Die Beklagte beantragt,
das Urteil des Verwaltungsgerichts Hannover vom 23. April 2018 zu ändern und die Klage abzuweisen.
Der Klägerin beantragt,
die Berufung zurückzuweisen.
Bei ihrer persönlichen Anhörung in der mündlichen Verhandlung des Senats führte die Klägerin aus, dass ihr Heimatdorf L. sei, bei M. liege und zu Kurdistan-Irak gehöre. Sie sei im Jahr 2015 vor dem IS geflohen, nachdem dieser in den Sindjar eingefallen sei und sie Angst gehabt hätte, dass er auch nach M. kommen könne. Sie sei zusammen mit ihrer Familie in einem LKW mitgefahren und in die Türkei eingereist. Dort seien sehr viele Flüchtlinge gewesen, wodurch sie und ihr Bruder von ihrer Familie getrennt worden seien. Daraufhin seien sie mit einer anderen Familie nach Deutschland gereist. Erst hier habe sie über eine bereits in Deutschland lebende Schwester Kontakt zu ihren Eltern aufnehmen können und erfahren, dass diese zusammen mit ihren übrigen Geschwistern in ihr Heimatdorf L. zurückgekehrt seien. Diese lebten wieder in ihrem Elternhaus, das nach ihrem Kenntnisstand nicht zerstört sei. Ihr Vater arbeite derzeit auf einer N. -Farm bei einem muslimischen Arbeitgeber. Ob der IS in ihrem Heimatdorf gewesen sei, wisse sie nicht.

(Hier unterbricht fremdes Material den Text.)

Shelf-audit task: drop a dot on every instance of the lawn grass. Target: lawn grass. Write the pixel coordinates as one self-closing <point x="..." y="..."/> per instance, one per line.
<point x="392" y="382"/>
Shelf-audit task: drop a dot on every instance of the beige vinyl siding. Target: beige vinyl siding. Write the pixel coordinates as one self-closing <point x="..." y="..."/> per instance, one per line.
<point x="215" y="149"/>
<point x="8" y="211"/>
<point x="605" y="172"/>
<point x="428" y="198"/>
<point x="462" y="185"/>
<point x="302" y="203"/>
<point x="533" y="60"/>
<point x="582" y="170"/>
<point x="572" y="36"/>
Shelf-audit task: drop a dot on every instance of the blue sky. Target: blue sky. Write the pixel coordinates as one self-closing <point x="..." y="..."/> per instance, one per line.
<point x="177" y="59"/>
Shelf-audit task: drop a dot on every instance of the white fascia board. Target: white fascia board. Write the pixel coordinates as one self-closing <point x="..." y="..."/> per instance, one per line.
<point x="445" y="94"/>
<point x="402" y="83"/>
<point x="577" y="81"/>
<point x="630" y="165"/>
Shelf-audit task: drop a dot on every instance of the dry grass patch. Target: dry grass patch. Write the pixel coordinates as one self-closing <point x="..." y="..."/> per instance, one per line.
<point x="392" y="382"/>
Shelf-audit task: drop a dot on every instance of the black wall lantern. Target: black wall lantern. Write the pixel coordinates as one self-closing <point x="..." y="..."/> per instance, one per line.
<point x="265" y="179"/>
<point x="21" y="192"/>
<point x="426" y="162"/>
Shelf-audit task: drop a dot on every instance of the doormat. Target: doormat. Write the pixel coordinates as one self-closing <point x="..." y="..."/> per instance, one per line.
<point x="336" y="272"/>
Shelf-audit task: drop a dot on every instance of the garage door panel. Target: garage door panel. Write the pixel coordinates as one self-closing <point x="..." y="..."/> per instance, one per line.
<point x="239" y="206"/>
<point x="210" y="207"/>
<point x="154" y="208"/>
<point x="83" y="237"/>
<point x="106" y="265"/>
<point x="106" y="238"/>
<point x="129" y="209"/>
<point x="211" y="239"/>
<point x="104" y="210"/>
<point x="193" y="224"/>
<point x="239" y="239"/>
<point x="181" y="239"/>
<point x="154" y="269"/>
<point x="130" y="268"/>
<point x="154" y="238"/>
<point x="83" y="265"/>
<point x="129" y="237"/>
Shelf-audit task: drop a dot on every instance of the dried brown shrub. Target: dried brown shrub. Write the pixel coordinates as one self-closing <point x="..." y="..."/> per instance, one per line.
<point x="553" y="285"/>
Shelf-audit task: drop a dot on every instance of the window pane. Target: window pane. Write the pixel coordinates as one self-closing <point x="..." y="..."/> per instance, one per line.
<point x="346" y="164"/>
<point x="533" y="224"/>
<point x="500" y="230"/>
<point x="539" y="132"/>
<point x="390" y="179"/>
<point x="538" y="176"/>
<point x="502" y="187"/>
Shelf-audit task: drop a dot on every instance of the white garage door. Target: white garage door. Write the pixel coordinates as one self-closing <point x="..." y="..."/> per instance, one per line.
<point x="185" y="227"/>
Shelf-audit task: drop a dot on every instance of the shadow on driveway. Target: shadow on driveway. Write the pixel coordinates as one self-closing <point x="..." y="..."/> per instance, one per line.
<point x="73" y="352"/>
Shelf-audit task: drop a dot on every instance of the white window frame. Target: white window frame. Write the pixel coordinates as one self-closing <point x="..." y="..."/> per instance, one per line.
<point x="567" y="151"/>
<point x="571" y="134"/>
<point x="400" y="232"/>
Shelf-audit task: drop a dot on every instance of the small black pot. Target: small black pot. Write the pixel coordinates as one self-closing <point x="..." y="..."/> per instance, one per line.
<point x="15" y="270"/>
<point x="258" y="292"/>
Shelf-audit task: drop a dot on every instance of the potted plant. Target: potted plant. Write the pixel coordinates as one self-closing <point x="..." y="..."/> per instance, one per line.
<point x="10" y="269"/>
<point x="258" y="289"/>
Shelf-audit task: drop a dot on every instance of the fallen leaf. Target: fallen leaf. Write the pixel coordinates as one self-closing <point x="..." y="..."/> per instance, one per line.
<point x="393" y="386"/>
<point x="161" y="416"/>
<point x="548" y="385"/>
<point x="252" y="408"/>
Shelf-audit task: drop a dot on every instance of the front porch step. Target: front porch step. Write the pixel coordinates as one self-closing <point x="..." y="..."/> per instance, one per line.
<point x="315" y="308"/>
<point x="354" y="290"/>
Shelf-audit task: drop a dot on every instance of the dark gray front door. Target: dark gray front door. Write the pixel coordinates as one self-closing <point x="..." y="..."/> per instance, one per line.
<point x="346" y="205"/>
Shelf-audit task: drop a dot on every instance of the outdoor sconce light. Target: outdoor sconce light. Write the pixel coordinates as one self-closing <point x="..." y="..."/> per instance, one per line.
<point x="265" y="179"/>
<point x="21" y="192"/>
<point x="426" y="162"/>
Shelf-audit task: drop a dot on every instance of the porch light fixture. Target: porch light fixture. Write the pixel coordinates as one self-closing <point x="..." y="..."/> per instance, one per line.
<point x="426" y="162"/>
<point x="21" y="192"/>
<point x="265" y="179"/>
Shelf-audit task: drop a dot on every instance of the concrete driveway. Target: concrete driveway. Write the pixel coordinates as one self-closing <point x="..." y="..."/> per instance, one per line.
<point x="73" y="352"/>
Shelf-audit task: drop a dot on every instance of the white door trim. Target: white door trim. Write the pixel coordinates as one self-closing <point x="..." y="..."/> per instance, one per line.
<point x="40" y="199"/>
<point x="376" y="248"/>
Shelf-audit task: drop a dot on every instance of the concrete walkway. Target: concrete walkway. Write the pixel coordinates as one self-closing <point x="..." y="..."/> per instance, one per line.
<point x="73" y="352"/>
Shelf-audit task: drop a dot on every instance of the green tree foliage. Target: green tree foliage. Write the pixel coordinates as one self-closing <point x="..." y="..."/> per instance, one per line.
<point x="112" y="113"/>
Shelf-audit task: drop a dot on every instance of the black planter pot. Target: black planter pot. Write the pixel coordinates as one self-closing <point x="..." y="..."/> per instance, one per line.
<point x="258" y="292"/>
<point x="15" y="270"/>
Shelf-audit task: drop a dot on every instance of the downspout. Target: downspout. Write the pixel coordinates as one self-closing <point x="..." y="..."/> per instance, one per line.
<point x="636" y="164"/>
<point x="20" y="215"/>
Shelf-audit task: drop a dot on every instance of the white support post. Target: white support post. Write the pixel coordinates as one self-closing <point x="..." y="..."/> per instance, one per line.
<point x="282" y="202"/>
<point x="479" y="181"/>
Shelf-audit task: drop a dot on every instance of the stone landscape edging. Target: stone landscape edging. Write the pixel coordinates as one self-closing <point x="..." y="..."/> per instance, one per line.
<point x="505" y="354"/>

Wegen der weiteren Einzelheiten des Vorbringens der Beteiligten und des Sachverhalts wird auf die Gerichtsakte und die Beiakten, die Gegenstand der mündlichen Verhandlung gewesen sind, verwiesen.
Entscheidungsgründe
Die Berufung der Beklagten hat Erfolg. Sie ist zulässig und begründet.
Das Urteil des Verwaltungsgerichts ist zu ändern und die Klage abzuweisen.
Die zulässige Klage ist unbegründet, weil der Senat, anders als das Verwaltungsgericht, zu der Überzeugung gelangt ist, dass die Klägerin im für die Sach- und Rechtslage maßgeblichen Zeitpunkt der letzten mündlichen Verhandlung (§ 77 Abs. 1 Satz 1 AsylG) auf Grundlage der in diesem Zeitpunkt vorliegenden aktuellen Erkenntnismittel (vgl. BVerfG, Beschluss vom 25.4.2018 - 2 BvR 2435/17 - juris Rn. 34; BVerwG, Urteil vom 13.6.2013 - 10 C 13.12 - juris Rn. 9) keinen Anspruch auf Zuerkennung der Flüchtlingseigenschaft hat.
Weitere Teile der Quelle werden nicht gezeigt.